適切です。建築物衛生法では、建築物清掃業、建築物空気環境測定業、建築物飲料水貯水槽清掃業など、建築物の衛生管理に関わる一定の事業について登録制度が設けられています。この登録に関する事務は、都道府県知事が行います。登録制度は、衛生管理に関する事業者が一定の人的・物的基準を満たしていることを確認し、建築物の衛生的な維持管理を確保するための仕組みです。
(3) 特定建築物以外の建築物であっても、多数の者が使用し、又は利用する建築物については、建築物環境衛生管理基準に従って維持管理をするように努めなければならない。
適切です。建築物環境衛生管理基準は、原則として特定建築物の所有者等に対して遵守が求められる基準です。ただし、特定建築物に該当しない建築物であっても、多数の人が使用し、又は利用する建築物については、この基準に従って維持管理をするよう努める必要があります。ここで重要なのは、特定建築物ではないから何もしなくてよいわけではないという点です。多数の人が利用する建物では、健康被害を防ぐため、衛生的な環境を保つ努力義務が課されています。
(4) 建築物環境衛生管理技術者に、建築物環境衛生管理基準の遵守を義務付けている。
不適切です。建築物環境衛生管理基準の遵守義務を負うのは、建築物環境衛生管理技術者ではなく、特定建築物の所有者等です。建築物環境衛生管理技術者は、特定建築物の維持管理が適切に行われるように意見を述べたり、管理業務に関与したりする専門的な立場の者です。しかし、法律上、基準を守る責任の主体は所有者等であり、管理技術者本人に直接その遵守義務を負わせているわけではありません。この問題では、管理技術者の役割と、所有者等の法的責任を混同しないことが重要です。
(5) 特定建築物の所有者等には、所有者以外に、特定建築物の全部の管理について権原を有する者が含まれる。

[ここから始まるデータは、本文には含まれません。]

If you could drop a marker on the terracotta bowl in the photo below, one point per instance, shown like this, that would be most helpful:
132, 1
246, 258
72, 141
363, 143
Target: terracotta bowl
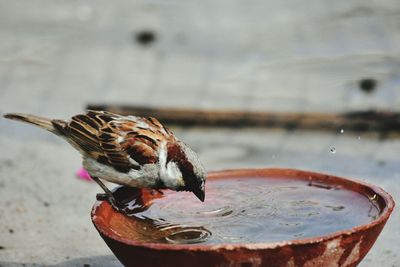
342, 248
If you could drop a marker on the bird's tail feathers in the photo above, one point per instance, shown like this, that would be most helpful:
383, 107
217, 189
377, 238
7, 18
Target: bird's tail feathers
54, 126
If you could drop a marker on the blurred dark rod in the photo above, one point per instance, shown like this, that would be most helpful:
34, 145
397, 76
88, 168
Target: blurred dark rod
374, 121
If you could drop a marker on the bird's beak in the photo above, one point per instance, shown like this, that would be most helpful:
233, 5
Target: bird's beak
200, 194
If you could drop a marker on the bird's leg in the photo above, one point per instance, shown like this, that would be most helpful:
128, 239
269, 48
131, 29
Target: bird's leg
108, 195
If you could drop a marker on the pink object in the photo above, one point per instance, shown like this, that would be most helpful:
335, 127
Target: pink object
83, 174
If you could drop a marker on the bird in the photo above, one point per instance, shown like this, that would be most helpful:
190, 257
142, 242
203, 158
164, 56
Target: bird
127, 150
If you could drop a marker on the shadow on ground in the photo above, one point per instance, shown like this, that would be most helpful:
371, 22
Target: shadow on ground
98, 261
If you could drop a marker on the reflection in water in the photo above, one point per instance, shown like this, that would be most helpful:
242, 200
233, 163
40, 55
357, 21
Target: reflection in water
243, 210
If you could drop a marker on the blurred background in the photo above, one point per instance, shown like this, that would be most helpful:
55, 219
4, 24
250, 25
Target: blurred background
319, 60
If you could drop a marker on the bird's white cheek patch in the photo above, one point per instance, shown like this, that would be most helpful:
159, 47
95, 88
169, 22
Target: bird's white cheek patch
172, 178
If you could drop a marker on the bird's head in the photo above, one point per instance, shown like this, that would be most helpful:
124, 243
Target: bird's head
184, 171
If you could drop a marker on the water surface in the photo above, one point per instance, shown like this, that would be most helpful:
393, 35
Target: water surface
242, 210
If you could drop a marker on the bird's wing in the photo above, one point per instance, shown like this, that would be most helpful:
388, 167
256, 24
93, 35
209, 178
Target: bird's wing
123, 142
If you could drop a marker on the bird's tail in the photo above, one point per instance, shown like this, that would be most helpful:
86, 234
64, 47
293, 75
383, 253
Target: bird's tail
54, 126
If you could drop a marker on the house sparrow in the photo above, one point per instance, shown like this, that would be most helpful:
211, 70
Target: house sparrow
128, 150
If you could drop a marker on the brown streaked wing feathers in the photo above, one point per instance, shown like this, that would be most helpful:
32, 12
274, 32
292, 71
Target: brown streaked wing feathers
97, 134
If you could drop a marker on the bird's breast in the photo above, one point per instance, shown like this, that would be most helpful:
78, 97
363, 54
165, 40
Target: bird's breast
146, 177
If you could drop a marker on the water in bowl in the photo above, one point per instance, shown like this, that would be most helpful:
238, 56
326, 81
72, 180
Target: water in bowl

適切です。建築物衛生法でいう特定建築物の所有者等には、単に建物の所有者だけでなく、特定建築物の全部の管理について権原を有する者も含まれます。たとえば、所有者とは別に建物全体の管理権限を持つ者がいる場合、その者も法律上の責任主体になり得ます。建物の衛生管理では、実際に管理を行う権限を持つ者が重要になるため、所有者だけに限定されていない点を押さえておく必要があります。
この問題で覚えるポイント
建築物衛生法は、建築物の建設そのものではなく、使用されている建築物の衛生的な維持管理を規制する法律です。建築物環境衛生管理基準では、空気環境の調整、給水及び排水の管理、清掃、ねずみ等の防除など、利用者の健康を守るための管理事項が定められています。特定建築物では、この基準に従って維持管理する義務を負うのは所有者等です。建築物環境衛生管理技術者は、専門的知識に基づいて維持管理に関与する立場ですが、基準遵守義務の主体そのものではありません。また、特定建築物以外であっても、多数の者が使用し、又は利用する建築物には、建築物環境衛生管理基準に従って維持管理する努力義務があります。試験では、義務を負う者が誰か、登録事務を行う行政機関がどこか、特定建築物とそれ以外の建築物で義務の強さがどう違うかを整理しておくことが大切です。
ひっかけポイント
この問題のひっかけは、建築物環境衛生管理技術者という名称から、その人が建築物環境衛生管理基準の遵守義務を直接負うと考えてしまう点です。管理技術者は衛生管理の中心的な役割を担うため、責任主体のように見えますが、法律上の遵守義務は特定建築物の所有者等にあります。役割が大きい人と、法律上の義務を負う人は必ずしも同じではありません。また、特定建築物以外の建築物についても、完全に対象外と考えてしまうと誤りにつながります。特定建築物では遵守義務、特定建築物以外の多数利用建築物では努力義務という違いを押さえると、同じテーマの問題にも対応しやすくなります。